Many people are perplexed by the uproar over Senator Hillary Clinton’s refusal to say, as former Senator John Edwards has, that she was wrong to vote for the Iraq war resolution. Why is it so important to admit past error? And yes, it was an error — she may not have intended to cast a vote for war, but the fact is the resolution did lead to war; she may not have believed that President Bush would abuse the power he was granted, but the fact is he did.

The answer can be summed up in two words: heckuva job. Or, if you want a longer version: Medals of Freedom to George Tenet, who said Saddam had W.M.D., Tommy Franks, who failed to secure Iraq, and Paul Bremer, who botched the occupation.

For the last six years we have been ruled by men who are pathologically incapable of owning up to mistakes. And this pathology has had real, disastrous consequences. The situation in Iraq might not be quite so dire — and we might even have succeeded in stabilizing Afghanistan — if Mr. Bush or Vice President Dick Cheney had been willing to admit early on that things weren’t going well or that their handpicked appointees weren’t the right people for the job.

The experience of Bush-style governance, together with revulsion at the way Karl Rove turned refusal to admit error into a political principle, is the main reason those now-famous three words from Mr. Edwards — “I was wrong” — matter so much to the Democratic base.

The base is remarkably forgiving toward Democrats who supported the war. But the base and, I believe, the country want someone in the White House who doesn’t sound like another George Bush. That is, they want someone who doesn’t suffer from an infallibility complex, who can admit mistakes and learn from them.

And there’s another reason the admission by Mr. Edwards that he was wrong is important. If we want to avoid future quagmires, we need a president who is willing to fight the inside-the-Beltway conventional wisdom on foreign policy, which still — in spite of all that has happened — equates hawkishness with seriousness about national security, and treats those who got Iraq right as somehow unsound. By admitting his own error, Mr. Edwards makes it more credible that he would listen to a wider range of views.

In truth, it’s the second issue, not the first, that worries me about Mrs. Clinton. Although she’s smart and sensible, she’s very much the candidate of the Beltway establishment — an establishment that has yet to come to terms with its own failure of nerve and judgment over Iraq. Still, she’s at worst a triangulator, not a megalomaniac; she’s not another Dick Cheney.

I wish we could say the same about all the major presidential aspirants.

Senator John McCain, whose reputation for straight talk is quickly getting bent out of shape, appears to share the Bush administration’s habit of rewriting history to preserve an appearance of infallibility.

Last month Senator McCain asserted that he knew full well what we were getting into by invading Iraq: “When I voted to support this war,” Mr. McCain said on MSNBC, “I knew it was probably going to be long and hard and tough, and those that voted for it and thought that somehow it was going to be some kind of an easy task, then I’m sorry they were mistaken.”
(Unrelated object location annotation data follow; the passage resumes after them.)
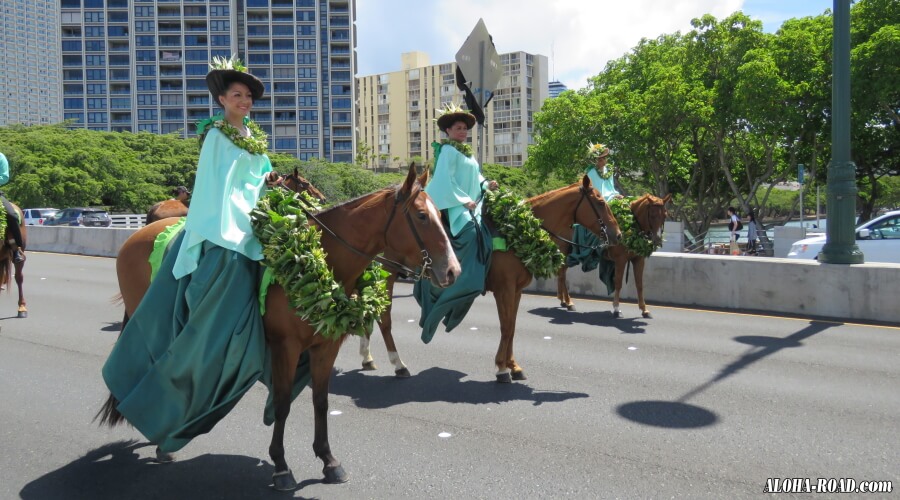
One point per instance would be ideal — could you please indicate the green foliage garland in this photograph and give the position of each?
(634, 239)
(293, 249)
(255, 144)
(514, 219)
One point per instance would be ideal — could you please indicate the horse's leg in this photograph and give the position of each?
(507, 301)
(385, 325)
(621, 264)
(285, 355)
(639, 284)
(321, 362)
(20, 278)
(562, 290)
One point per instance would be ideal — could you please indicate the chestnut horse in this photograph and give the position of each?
(650, 215)
(177, 208)
(507, 277)
(7, 265)
(362, 228)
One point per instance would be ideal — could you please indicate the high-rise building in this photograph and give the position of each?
(140, 65)
(29, 43)
(397, 111)
(557, 88)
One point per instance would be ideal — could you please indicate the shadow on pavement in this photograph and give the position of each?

But back in September 2002, he told Larry King, “I believe that the operation will be relatively short,” and “I believe that the success will be fairly easy.”
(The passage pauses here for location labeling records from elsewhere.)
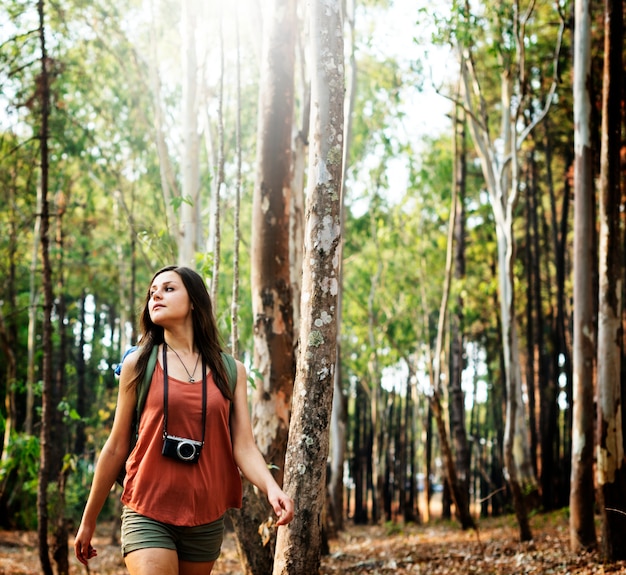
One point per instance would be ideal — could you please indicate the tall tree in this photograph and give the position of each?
(501, 173)
(611, 468)
(298, 547)
(582, 527)
(189, 208)
(48, 405)
(270, 273)
(455, 391)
And as for Rudy Giuliani, there are so many examples of his inability to accept criticism that it’s hard to choose.

Here’s an incident from 1997. When New York magazine placed ads on city buses declaring that the publication was “possibly the only good thing in New York Rudy hasn’t taken credit for,” the then-mayor ordered the ads removed — and when a judge ordered the ads placed back on, he appealed the decision all the way up to the United States Supreme Court.

Now imagine how Mr. Giuliani would react on being told, say, that his choice to head Homeland Security is actually a crook. Oh, wait.

But back to Mrs. Clinton’s problem. For some reason she and her advisers failed to grasp just how fed up the country is with arrogant politicians who can do no wrong. I don’t think she falls in that category; but her campaign somehow thought it was still a good idea to follow Karl Rove’s playbook, which says that you should never, ever admit to a mistake. And that playbook has led them into a political trap.